Saturday, 20 December 2025

Willie schools Chong: FTES was never designed as a blanket subsidy

KUCHING, Dec 20 25: Puncak Borneo federal lawmaker Willie Mongin schooled his Stampin counterpart, Chong Chieng Jen on the Free Tertiary Education Scheme (FTES) that will be implemented next year.

Willie Mongin: Supporting Swinburne, Curtin, UTS and i-CATS is not discrimination, it is state capacity building

He said Chong's media statement conflates equity with uniformity and overlooks the constitutional, financial, and policy rationale behind the scheme.

Firstly, FTES was never designed as a blanket subsidy for all tertiary education pathways,” he said, addinhg that it is a strategic state policy aimed at strengthening Sarawak’s own higher education ecosystem by investing in state-owned universities, over which the Sarawak government has governance, accountability, and long-term development responsibility.

Supporting Swinburne, Curtin, UTS and i-CATS is not discrimination, it is state capacity building,” Willie, said in a statement, referring to Swinburne University of Technology, campus, Curtin University of Technology, Miri campus, University of Technology Sarawak and I-CATS University  College.

He said public universities such as UNIMAS, UiTM, UM, USM and UKM fall squarely under federal jurisdiction, adding that theirr tuition fees are already heavily subsidised (around 90%) by the federal government, using national funds contributed by all Malaysians.

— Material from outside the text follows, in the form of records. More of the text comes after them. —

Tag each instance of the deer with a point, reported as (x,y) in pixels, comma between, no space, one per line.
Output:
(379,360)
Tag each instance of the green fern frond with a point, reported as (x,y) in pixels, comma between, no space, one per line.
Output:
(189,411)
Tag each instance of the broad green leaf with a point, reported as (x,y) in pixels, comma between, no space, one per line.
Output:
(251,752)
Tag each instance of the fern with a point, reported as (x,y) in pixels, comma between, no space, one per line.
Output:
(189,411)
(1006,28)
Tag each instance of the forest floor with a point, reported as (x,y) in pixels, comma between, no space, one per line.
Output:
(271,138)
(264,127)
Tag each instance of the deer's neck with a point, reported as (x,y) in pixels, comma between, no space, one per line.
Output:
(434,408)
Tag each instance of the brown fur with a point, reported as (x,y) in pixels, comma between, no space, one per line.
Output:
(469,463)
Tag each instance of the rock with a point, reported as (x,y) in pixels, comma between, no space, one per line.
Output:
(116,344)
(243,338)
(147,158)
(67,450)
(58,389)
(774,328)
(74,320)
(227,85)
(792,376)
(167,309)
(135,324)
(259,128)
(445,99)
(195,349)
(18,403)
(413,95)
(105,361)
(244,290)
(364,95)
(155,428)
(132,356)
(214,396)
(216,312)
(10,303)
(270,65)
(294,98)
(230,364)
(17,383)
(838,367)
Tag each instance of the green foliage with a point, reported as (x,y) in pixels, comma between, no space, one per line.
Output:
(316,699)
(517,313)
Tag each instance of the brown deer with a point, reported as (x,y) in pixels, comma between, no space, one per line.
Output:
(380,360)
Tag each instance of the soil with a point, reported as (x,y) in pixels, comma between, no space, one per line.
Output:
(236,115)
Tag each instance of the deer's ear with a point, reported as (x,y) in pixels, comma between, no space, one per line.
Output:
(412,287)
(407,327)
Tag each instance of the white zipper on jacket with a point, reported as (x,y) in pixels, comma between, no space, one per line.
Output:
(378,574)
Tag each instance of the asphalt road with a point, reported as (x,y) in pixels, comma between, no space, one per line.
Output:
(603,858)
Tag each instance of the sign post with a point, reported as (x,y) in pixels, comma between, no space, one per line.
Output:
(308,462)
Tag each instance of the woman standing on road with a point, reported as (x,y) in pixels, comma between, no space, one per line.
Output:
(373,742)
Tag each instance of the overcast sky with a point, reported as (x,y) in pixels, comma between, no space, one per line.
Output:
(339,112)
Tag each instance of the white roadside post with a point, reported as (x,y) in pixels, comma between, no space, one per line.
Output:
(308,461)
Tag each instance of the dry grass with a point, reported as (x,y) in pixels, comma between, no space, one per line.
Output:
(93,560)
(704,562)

To now demand Sarawak to additionally absorb the remaining balance effectively means double funding by the state, which is neither fiscally prudent nor constitutionally intended.

“If Chong believes further assistance is required, the appropriate avenue is to lobby the federal government, not shift responsibility to the state,” he said.

Willie stressed that private universities, especially overseas institutions are market-based choices with highly variable fees, saying that expecting Sarawak taxpayers to subsidise half or more of private and foreign tuition costs would be financially unsustainable and inequitable to lower-income families whose children remain within public or state institutions.

He added no state government anywhere can responsibly underwrite unlimited private education choices.

He said the claim that “the majority of Sarawakian students are left out” ignores the reality that Sarawak already provides multiple forms of assistance beyond FTES, including targeted aid, scholarships, and B40-specific support schemes.

FTES is one pillar, not the entire education support framework,” he stressed.

Willie said that the repeated slogan that “no Sarawakian should be left behind” must be interpreted within policy logic and fiscal reality, not political rhetoric.

He explained inclusion does not mean identical treatment regardless of jurisdiction, cost structure, or governance responsibility.

In fact, the GPS government should be commended for stepping in voluntarily despite education being a federal matter by providing free tertiary education within Sarawak-owned institutions,” he said, adding Gratitude is warranted, not politicisation.

Willie said if  Chong is sincere about helping Sarawakian students in federal and private universities, the principled course of action is clear: press the federal government to expand its funding and subsidies, instead of mischaracterising a state initiative that was never meant to replace federal responsibility.

If he can't solicit and secure funding from the federal government to help Sarawakian, then he is nothing but just demagogue and political opportunist,” Willie charged.